# Duplo hurricane made by my kids



## Marcel (Nov 24, 2014)

My kids made a hurricane. Robin (10) and Kiran (5) build this hurricane with their old duplo bricks and I think they did a pretty good job. So this proud dad promised to put the pictures on the forum  Unfortunately the builders didn't want to be on the photo themselves...

I think I will buy them a revel kit, next....

Reactions: Bacon Bacon:
4 | Like Like:
4 | Like List reactions


----------



## Wurger (Nov 24, 2014)

This is the first step towards modelling. Well done guys.


----------



## Capt. Vick (Nov 24, 2014)

Excellent effort!


----------



## Airframes (Nov 24, 2014)

Great stuff ! They've captured the 'hump-back' and wide-track undercarriage well - good eyes for detail for when they start on model kits !


----------



## herman1rg (Nov 24, 2014)

Pass the bacon to the children


----------



## Crimea_River (Nov 24, 2014)

Excellent!


----------



## vikingBerserker (Nov 24, 2014)

Very cool!


----------



## Lucky13 (Mar 9, 2015)

A Revell kit and sign them up on the forum mate!


----------



## Njaco (Mar 9, 2015)

excellent!!


----------



## Marcel (Mar 9, 2015)

Lucky13 said:


> A Revell kit and sign them up on the forum mate!

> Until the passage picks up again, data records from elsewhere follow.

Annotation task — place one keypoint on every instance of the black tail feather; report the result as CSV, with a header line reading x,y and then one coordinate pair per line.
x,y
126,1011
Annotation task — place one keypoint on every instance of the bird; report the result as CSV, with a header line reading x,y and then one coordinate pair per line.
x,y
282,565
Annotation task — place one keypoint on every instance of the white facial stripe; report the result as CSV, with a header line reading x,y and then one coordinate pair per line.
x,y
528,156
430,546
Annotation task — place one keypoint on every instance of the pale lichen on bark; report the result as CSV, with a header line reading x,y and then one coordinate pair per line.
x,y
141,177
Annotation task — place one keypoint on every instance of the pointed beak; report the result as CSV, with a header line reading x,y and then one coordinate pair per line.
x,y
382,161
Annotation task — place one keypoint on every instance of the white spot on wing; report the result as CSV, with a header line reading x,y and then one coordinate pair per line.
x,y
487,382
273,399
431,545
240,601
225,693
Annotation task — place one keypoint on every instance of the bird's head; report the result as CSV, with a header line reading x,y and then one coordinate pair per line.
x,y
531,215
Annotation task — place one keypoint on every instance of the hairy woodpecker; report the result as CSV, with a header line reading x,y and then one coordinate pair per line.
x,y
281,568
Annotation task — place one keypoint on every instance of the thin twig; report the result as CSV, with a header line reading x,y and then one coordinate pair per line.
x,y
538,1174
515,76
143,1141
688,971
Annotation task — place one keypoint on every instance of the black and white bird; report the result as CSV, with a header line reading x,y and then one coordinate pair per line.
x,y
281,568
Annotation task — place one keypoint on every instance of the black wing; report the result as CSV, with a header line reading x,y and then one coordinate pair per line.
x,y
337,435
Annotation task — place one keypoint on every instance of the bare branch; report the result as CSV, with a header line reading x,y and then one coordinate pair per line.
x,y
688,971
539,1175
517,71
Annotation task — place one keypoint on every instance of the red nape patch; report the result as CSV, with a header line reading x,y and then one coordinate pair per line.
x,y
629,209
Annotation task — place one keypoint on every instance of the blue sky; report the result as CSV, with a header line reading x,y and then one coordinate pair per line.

Well I could sign in Robin. He started reading daddy's warbird books about a year ago and now knows more then I do . Have to brush up on his English though


----------



## Gnomey (Mar 9, 2015)

Good effort!


----------



## Wayne Little (Mar 10, 2015)




----------



## Wurger (Mar 10, 2015)




----------



## Pisis (Aug 1, 2016)

That's really cool!


----------



## CommanderBounds (Sep 11, 2016)

Very Very well done, especially with the limitations of those chunky duplo blocks! I wish I had a picture of the Mustang I built with those a few years back.

Reactions: Like Like:
1 | Like List reactions


----------



## herman1rg (Sep 16, 2020)

And what are they building now?


----------